İslam öncesi Araplara göre cinler, şairlere ve kahinlere bilgi veren, dost edinen insanlar olurdu. Ancak aynı zamanda vebanın bir çeşidi olan Taun gibi hastalıkları da getirebilir, insanları kaçırabilir hatta öldürebilir, insanların aklını karıştırır ve deli olmalarına sebep olabilirlerdi. Kur’an’da bahsi geçen ve müşriklerin Hz. Peygambere “mecnun/deli” demelerindeki kasıt da cinlerin ona musallat olduğunu ifade etmekteydi.
Bu cin anlayışı, cinlerle ilgili birçok hikayenin ortaya çıkmasına sebep olmuş ve insanlar cinlere zarar vermemeleri için onlara sığınmaya başlamışlardır. Bu durum da birçok uygulamayı beraberinde getirmiştir. Cinlere sunulan kurban, yeni su kuyusu açma, ev inşa etme veya yeni eve taşınma gibi durumlarda “cin kurbanı” kesilmesi de bu uygulamalar arasındadır. Böylece insanlar hem cinleri razı etmiş olur, yakınlık kurulur hem de onların zarar vermesini önlemiş olurdu. Hatta bebeğin yastığının altına ustura konulması gibi uygulamalar da cinlerden korumak için yapılmaktaydı.
İslam öncesi Arapların inancına göre cinler genellikle ıssız, karanlık yerlerde, mezarlarda yaşardı. Ayrıca harabe olan ve terkedilmiş mekanlar, denizler, dağların başı, gökyüzü, özellikle de çöller ve evler cinlerin mesken edindiği yerlerdi. Bu nedenle bir kişi vadiye indiğinde orada konaklayacaksa ya da yolculuk için ıssız bir çölden veya vadiden geçiyorsa o yerdeki zarar verebilecek cinlerden, oranın ulu cinine sığınır ve bunu yüksek sesle de söylerdi. Aynı şekilde bir vadide yaşayan topluluk, oradaki kaynakların tükenmesinden dolayı başka bir yere yerleşirken yeni yerin rabbi olan cine sığınır, böylece her türlü afetten ve bir kısım cinlerin verecekleri eziyetten korunacaklarını düşünürlerdi.

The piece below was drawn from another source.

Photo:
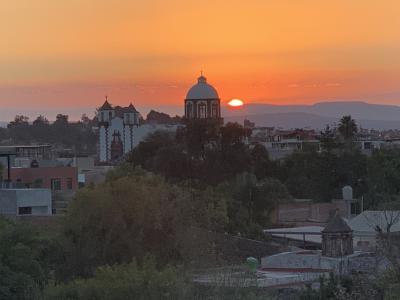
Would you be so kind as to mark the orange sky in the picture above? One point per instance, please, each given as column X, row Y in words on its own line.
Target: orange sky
column 63, row 54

Korkuyla birlikte cinler yüceltilmiş, onlara sığınılmış ve inandıkları putların içine de cinlerin yerleştiğine, dualarını işittiğine ve fayda ya da zarar verebileceğine inanılmıştır. Hatta Kur’an’da da bahsedildiği gibi bazıları cinleri o kadar yüceltmişlerdi ki Tanrı gibi görüp onlara tapanlar olmuştur. Bazıları cinleri Allah’ın kızları olarak görmüş, bazıları da melekleri Allah’ın kızları, meleklerin annelerinin ise cinlerin güzel kızlarından olduğunu iddia etmişlerdir. Dönemin Araplarından bir kısmı ise cinlerin yaratıcı özelliği olduğuna, hayır ve şer yaratabileceklerine inanmıştır.
Antik dönemde Anadolu’da yaşamış olan uygarlıklarda ve İslam öncesi Araplar arasında yaygın olan cinlerle ilgili uygulamalardan bazıları günümüzde de halk arasında devam etmektedir. Ancak bu uygulamalar cinleri yüceltecek şekilde değil, genellikle zararlarından korunma düşüncesiyledir.
Sonuç olarak, Arap mitolojisinde cinler önemli bir yer tutmakta, Araplar arasında geniş bir inanç sistemi oluşturmuş ve bu inanç sistemi İslam’dan sonra da etkisini devam ettirmiştir. Cinlerle ilgili çeşitli inançlar, uygulamalar ve hikayeler Arap kültüründe önemli bir yer edinmiştir.